Absented Exhibitions take its cue from the concept of “hauntology” that developed by Jacques Derrida in Specters of Marx (1993). It attempts to explore “exhibition-making” as a conceptual maneuver to (re-)engage with the accumulation of unsettled past in Cold War geopolitics of present-day Asia by looking into possible events of knowledge that did not happen. By framing the process of exhibition-making as a critical thought experiment towards the development of experiential epistemology, the theoretical framework of the workshop triangulates the following three areas of discussion-the curatorial, the historical and the aural. As David Harvey has so rightly put, “How we represent space and time in theory matters because it affects how we and others interpret and then act with respect to the world.” The workshop unpacks the practice(s) of curatorial by questioning how could the curatorial practice(s) as both a research approach and the process of politicization in its own right could engage with the past through its absences. In other words, how the faded, obscured, and unmarked could come into presence through the curatorial practice(s). Participants are required to engage with a set of reading materials. The workshop will be conducted in a seminar format with potential walking exercise involved.
HSU Fang-Tze holds a Ph.D. in Cultural Studies from the National University of Singapore. Her dissertation research, Cold War Acousmêtre: Artist Films and the First Island Chain, was supported by the President’s Graduate Fellowship and the FASS Promising Graduate Scholar Award. From 2010 to 2013, she served as the digital manager for the Asia Art Archive. She was appointed as a curator for the National Taiwan Museum of Fine Arts in 2013. In 2019, she presents Gendered Bodies in Southeast Asia in collaboration with Tessa Maria Guazon at the Metropolitan Museum of Manila.

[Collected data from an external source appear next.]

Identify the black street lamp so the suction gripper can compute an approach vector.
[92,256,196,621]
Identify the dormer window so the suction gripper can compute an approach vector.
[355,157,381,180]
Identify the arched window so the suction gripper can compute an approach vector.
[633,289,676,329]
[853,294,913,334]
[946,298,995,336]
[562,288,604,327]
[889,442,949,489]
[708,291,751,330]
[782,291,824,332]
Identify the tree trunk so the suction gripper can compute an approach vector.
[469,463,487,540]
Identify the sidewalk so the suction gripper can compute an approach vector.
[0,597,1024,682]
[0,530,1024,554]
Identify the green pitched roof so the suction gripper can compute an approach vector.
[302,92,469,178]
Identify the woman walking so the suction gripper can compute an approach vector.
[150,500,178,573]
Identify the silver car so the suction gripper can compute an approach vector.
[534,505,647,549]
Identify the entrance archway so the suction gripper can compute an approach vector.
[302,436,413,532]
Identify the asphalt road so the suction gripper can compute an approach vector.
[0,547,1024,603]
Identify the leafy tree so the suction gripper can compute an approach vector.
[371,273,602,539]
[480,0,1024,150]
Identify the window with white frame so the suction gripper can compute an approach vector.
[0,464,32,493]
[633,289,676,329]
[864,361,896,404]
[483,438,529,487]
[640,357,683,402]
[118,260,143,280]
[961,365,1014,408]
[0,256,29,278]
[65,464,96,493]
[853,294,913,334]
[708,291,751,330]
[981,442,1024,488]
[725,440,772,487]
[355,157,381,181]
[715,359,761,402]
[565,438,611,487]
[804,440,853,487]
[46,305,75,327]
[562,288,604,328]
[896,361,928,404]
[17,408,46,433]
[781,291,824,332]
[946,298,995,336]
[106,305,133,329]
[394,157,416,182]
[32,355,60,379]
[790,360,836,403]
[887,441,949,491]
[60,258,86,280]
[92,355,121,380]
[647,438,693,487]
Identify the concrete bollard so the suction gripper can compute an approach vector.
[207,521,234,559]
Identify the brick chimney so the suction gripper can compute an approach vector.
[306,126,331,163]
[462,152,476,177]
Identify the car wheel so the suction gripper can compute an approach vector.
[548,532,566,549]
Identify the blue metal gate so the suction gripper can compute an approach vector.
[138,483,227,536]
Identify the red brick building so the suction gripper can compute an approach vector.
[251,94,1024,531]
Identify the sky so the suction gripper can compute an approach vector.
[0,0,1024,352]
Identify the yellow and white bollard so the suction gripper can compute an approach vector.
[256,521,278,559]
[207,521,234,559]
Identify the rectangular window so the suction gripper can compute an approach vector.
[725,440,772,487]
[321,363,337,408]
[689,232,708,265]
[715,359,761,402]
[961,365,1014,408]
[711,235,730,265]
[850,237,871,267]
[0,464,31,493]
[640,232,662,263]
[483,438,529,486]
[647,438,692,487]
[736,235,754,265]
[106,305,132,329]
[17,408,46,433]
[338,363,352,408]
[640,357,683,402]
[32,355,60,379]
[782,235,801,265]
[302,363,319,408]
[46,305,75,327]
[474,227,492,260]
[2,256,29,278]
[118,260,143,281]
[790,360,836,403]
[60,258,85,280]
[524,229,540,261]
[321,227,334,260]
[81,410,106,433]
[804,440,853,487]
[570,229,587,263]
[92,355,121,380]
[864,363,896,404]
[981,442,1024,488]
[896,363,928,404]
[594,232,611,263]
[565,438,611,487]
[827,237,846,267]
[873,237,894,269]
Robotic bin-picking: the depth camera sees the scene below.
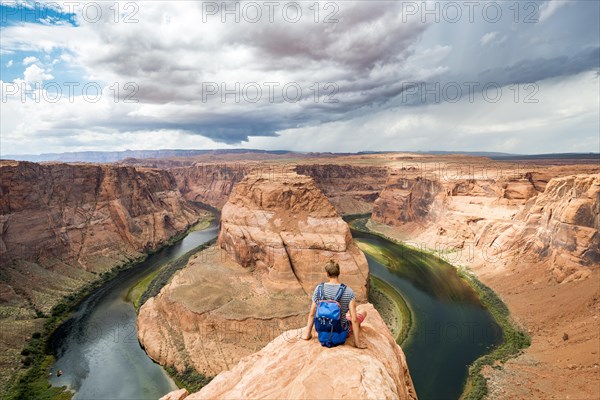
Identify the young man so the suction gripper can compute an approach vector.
[302,260,367,349]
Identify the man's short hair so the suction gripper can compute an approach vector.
[325,260,340,278]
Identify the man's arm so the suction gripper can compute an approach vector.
[350,299,367,349]
[302,301,317,340]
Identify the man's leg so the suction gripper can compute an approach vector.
[346,310,367,333]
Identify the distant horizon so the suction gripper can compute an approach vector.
[0,148,600,162]
[0,0,600,155]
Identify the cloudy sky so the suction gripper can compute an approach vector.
[0,0,600,155]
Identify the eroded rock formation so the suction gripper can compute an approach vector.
[0,161,202,386]
[161,304,417,400]
[137,246,310,376]
[0,161,198,272]
[371,162,600,282]
[218,172,368,301]
[138,172,368,376]
[294,164,388,214]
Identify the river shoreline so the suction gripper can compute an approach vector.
[3,213,214,400]
[346,215,531,400]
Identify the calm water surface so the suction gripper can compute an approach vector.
[50,226,217,400]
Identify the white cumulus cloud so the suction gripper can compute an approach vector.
[23,56,39,65]
[23,64,54,83]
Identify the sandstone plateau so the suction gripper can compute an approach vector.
[218,172,369,301]
[138,172,368,376]
[360,157,600,399]
[0,161,202,390]
[162,304,417,400]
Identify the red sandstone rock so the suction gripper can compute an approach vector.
[218,172,368,301]
[162,304,417,400]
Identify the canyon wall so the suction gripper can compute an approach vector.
[169,164,248,209]
[138,171,368,376]
[0,161,201,386]
[371,166,600,282]
[163,304,417,400]
[218,172,368,301]
[138,160,388,215]
[367,162,600,399]
[294,164,388,214]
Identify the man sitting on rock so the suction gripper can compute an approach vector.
[302,260,367,349]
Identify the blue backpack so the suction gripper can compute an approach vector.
[315,283,348,347]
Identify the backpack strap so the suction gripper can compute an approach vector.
[317,282,325,300]
[335,283,346,303]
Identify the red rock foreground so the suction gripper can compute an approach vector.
[162,304,417,400]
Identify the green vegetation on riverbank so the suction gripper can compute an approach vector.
[3,255,148,400]
[165,367,212,393]
[127,214,215,311]
[2,214,214,400]
[132,239,216,311]
[458,268,531,400]
[369,275,412,345]
[346,216,531,400]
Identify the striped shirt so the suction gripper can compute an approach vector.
[313,282,355,327]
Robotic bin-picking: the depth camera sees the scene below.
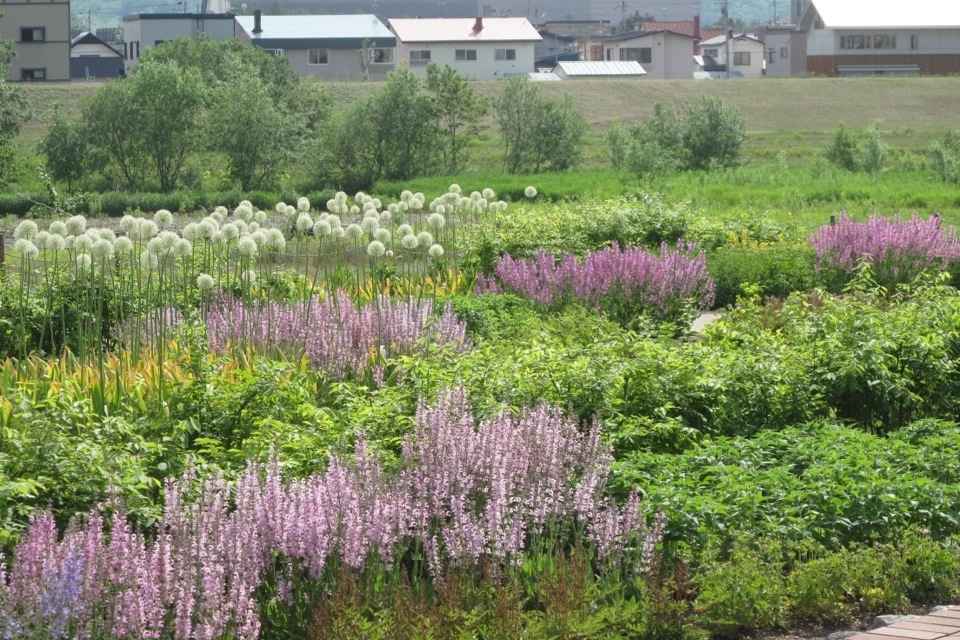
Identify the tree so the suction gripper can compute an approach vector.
[0,21,33,184]
[209,76,303,191]
[683,95,747,169]
[427,62,489,174]
[494,76,588,173]
[38,103,94,192]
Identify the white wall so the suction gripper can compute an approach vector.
[397,42,535,80]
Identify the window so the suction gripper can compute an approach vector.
[370,49,393,64]
[410,49,430,67]
[20,27,47,42]
[873,36,897,49]
[620,47,653,63]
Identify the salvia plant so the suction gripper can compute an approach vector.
[810,213,960,286]
[0,388,664,640]
[477,242,713,328]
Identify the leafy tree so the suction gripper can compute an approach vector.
[209,76,303,191]
[494,76,588,173]
[427,62,489,173]
[683,95,747,169]
[39,103,94,191]
[0,21,33,184]
[81,80,146,190]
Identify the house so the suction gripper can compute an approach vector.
[700,33,766,78]
[553,60,647,80]
[123,13,235,74]
[70,31,123,80]
[236,11,397,80]
[757,24,807,78]
[0,0,70,82]
[578,30,696,80]
[387,16,542,80]
[799,0,960,76]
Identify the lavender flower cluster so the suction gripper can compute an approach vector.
[207,291,470,379]
[0,388,664,640]
[477,243,714,315]
[810,213,960,282]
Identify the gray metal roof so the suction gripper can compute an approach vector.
[557,60,647,76]
[237,14,397,48]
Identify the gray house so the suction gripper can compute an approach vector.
[0,0,70,82]
[236,11,397,80]
[123,13,235,73]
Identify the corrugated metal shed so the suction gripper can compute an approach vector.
[807,0,960,29]
[387,18,542,42]
[554,60,647,78]
[237,14,396,49]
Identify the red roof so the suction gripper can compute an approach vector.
[640,20,726,40]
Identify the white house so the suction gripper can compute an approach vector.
[800,0,960,76]
[700,33,765,78]
[237,11,397,80]
[387,17,542,80]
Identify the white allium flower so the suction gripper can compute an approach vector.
[417,231,433,247]
[153,209,173,229]
[113,236,133,254]
[237,236,257,258]
[183,222,198,242]
[313,220,333,238]
[13,220,40,240]
[197,273,216,291]
[140,220,160,239]
[93,238,114,262]
[73,233,93,253]
[13,238,40,260]
[67,216,87,236]
[297,214,313,233]
[264,229,287,252]
[367,240,387,258]
[140,251,160,271]
[220,222,240,242]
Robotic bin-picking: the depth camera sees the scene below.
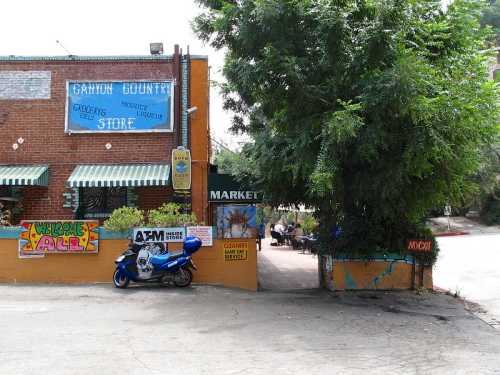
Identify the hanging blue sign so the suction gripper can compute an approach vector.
[65,81,174,133]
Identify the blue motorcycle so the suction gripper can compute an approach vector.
[113,237,201,288]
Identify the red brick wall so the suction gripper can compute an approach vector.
[0,60,176,219]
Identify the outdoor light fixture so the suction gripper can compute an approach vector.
[149,43,163,55]
[186,107,198,115]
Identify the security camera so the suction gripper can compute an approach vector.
[186,107,198,115]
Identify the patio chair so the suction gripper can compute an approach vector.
[271,230,285,246]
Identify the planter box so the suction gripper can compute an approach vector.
[332,257,433,290]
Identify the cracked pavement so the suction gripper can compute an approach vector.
[0,284,500,375]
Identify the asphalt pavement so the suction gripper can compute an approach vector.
[0,284,500,375]
[433,232,500,329]
[257,238,319,291]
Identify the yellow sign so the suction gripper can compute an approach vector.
[223,241,248,262]
[172,148,191,190]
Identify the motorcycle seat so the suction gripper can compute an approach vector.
[150,253,184,266]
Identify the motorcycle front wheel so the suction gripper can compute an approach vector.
[174,268,193,288]
[113,268,130,289]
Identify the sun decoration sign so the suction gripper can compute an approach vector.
[19,220,99,255]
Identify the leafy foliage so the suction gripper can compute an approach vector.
[104,207,144,232]
[195,0,498,262]
[148,203,198,227]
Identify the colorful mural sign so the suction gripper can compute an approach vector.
[133,227,186,244]
[222,241,248,262]
[186,226,213,246]
[217,205,258,238]
[19,220,99,255]
[172,147,191,190]
[66,81,174,133]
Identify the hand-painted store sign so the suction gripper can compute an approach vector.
[208,173,259,203]
[134,227,186,244]
[19,220,99,254]
[172,148,191,190]
[408,240,432,253]
[223,241,248,262]
[66,81,173,133]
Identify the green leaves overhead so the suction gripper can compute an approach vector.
[194,0,498,258]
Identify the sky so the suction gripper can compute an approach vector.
[0,0,243,149]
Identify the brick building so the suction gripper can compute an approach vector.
[0,46,210,222]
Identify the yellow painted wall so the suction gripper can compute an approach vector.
[0,239,257,291]
[189,59,210,224]
[332,261,432,290]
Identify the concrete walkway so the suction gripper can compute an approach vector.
[0,284,500,375]
[257,238,318,290]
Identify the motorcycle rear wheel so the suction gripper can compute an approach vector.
[113,269,130,289]
[174,268,193,288]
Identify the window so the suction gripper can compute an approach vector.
[79,187,127,219]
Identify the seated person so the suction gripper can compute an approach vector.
[274,221,285,234]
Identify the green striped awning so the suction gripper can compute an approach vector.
[0,165,49,186]
[66,164,170,187]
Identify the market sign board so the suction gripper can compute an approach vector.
[208,173,259,203]
[172,147,191,190]
[217,204,258,238]
[65,81,174,133]
[19,220,99,255]
[186,226,213,246]
[407,240,432,253]
[222,241,248,262]
[133,227,186,244]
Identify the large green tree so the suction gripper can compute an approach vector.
[195,0,498,262]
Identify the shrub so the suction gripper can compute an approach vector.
[481,191,500,225]
[104,207,144,232]
[302,215,318,234]
[148,203,198,227]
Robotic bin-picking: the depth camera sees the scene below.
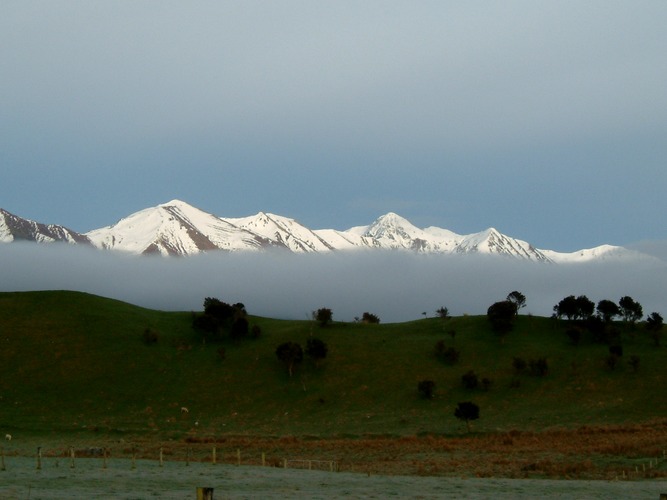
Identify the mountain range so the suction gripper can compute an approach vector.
[0,200,643,263]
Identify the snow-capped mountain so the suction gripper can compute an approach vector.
[87,200,281,255]
[0,208,90,244]
[0,200,643,263]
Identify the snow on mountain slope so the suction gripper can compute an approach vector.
[541,245,648,264]
[0,208,90,244]
[87,200,272,255]
[223,212,333,252]
[455,227,550,262]
[0,200,649,263]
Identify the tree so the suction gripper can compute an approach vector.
[313,307,333,326]
[276,342,303,377]
[306,337,329,366]
[597,299,621,323]
[454,401,479,432]
[461,370,479,389]
[618,295,644,324]
[505,290,526,315]
[435,306,449,319]
[554,295,595,321]
[486,300,516,338]
[361,312,380,324]
[417,380,435,399]
[646,312,663,347]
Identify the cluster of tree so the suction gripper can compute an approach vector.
[276,337,329,377]
[192,297,260,341]
[553,295,663,346]
[486,290,526,339]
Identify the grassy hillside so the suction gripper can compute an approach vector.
[0,291,667,437]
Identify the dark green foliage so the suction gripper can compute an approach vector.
[276,342,303,377]
[618,295,644,323]
[597,299,621,323]
[313,307,333,326]
[192,297,248,340]
[604,354,620,371]
[417,380,435,399]
[454,401,479,432]
[461,370,479,389]
[361,312,380,324]
[435,340,461,365]
[565,327,581,345]
[528,358,549,377]
[554,295,595,321]
[486,300,517,337]
[609,344,623,357]
[435,306,449,319]
[306,337,329,366]
[505,290,526,314]
[512,358,528,373]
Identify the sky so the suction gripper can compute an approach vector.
[0,0,667,254]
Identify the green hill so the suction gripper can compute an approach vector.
[0,291,667,437]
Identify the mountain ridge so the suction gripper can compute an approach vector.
[0,199,648,263]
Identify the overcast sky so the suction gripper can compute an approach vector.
[0,0,667,250]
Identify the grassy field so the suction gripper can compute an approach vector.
[0,291,667,478]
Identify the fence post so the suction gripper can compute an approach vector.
[197,486,213,500]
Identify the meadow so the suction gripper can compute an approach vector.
[0,291,667,480]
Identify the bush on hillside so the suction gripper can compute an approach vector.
[417,380,435,399]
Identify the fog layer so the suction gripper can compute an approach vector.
[0,243,667,323]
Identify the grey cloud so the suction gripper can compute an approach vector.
[0,244,667,323]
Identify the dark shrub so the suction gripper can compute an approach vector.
[417,380,435,399]
[461,370,479,389]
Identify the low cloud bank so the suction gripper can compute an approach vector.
[0,243,667,323]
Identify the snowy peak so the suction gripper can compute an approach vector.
[456,227,550,262]
[0,208,90,245]
[87,200,271,255]
[225,212,333,252]
[0,199,643,263]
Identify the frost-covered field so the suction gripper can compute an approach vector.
[0,457,667,500]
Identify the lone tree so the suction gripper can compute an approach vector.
[435,306,449,319]
[646,312,663,347]
[597,299,621,323]
[554,295,595,321]
[276,342,303,377]
[361,312,380,325]
[313,307,333,326]
[486,300,517,339]
[306,337,329,367]
[417,380,435,399]
[454,401,479,432]
[618,295,644,325]
[505,290,526,316]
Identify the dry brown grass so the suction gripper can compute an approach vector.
[20,419,667,479]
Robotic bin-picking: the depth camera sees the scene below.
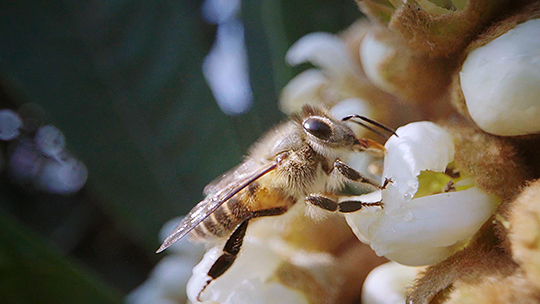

In 2016, she co-curated Negative Horizon:5th Taiwan International Video Art Exhibition, 2016, with Lu Pei-Yi, and presented the curated research project, Working-Through: Vandy Rattana and His Ditched Footages, at TheCube Project Space, Taipei. Her other cross-disciplinary research projects include Singaporean artist Loo Zihan’s Artists' General Assembly: The Langenbach Archive (2013), FIELDS: An Itinerant Inquiry Across the Kingdom of Cambodia (2013) co-organized by the SA SA BASSAC (Cambodia) and the ST PAUL St Gallery (Aotearoa, New Zealand), and On Site: A Centennial Retrospective of Robert Capa at the National Taiwan Museum of Fine Arts. Her research interests include contemporary knowledge formation, Cold War aesthetics, memory, philosophies of technology, and the embodiment of artistic praxis in everyday life. Her writings can be found in the Journal of the Malaysian Branch of the Royal Asiatic Society, Art Critique of Taiwan (ACT), and LEAP (China).
Vipash Purichanont is an independent curator and a cofounder of Waiting You Curator Lab, a curatorial collective based in Chiangmai. Purichanont received his doctoral degree in Curatorial/Knowledge from the Department of Visual Cultures, Goldsmiths, University of London. Purichanont’s practice has its roots in collaboration. Most of his theoretical work focused on notions of collectivity and community as well as caring and sharing. Although most of Purichanont’s curatorial projects are structured around Southeast Asia, his main objective is to initiate a meaningful conversation between the region and the globe. His previous curatorial projects included Concept Context Contestation: Art and the Collective in Southeast Asia at Bangkok Art and Cultural Centre (2014); Couldn’t Care Less: Cross Cultural Live Art Project at Deptford Lounge in Southeast London (2015); and Metaphors: An Evening of Sound and Moving Image with Kick the Machine at Bangkok CityCity Gallery (2017). He was an assistant curator for the 1st Thailand Biennale (Krabi, 2018) and currently one of curators for Singapore Biennale (Singapore, 2019). Purichanont is shortlisted for the ICI Gerrit Lansing Independent Vision Curatorial Award in the same year. He is currently a lecturer at the department of Art History, Faculty of Archeology, Silpakorn University, Bangkok.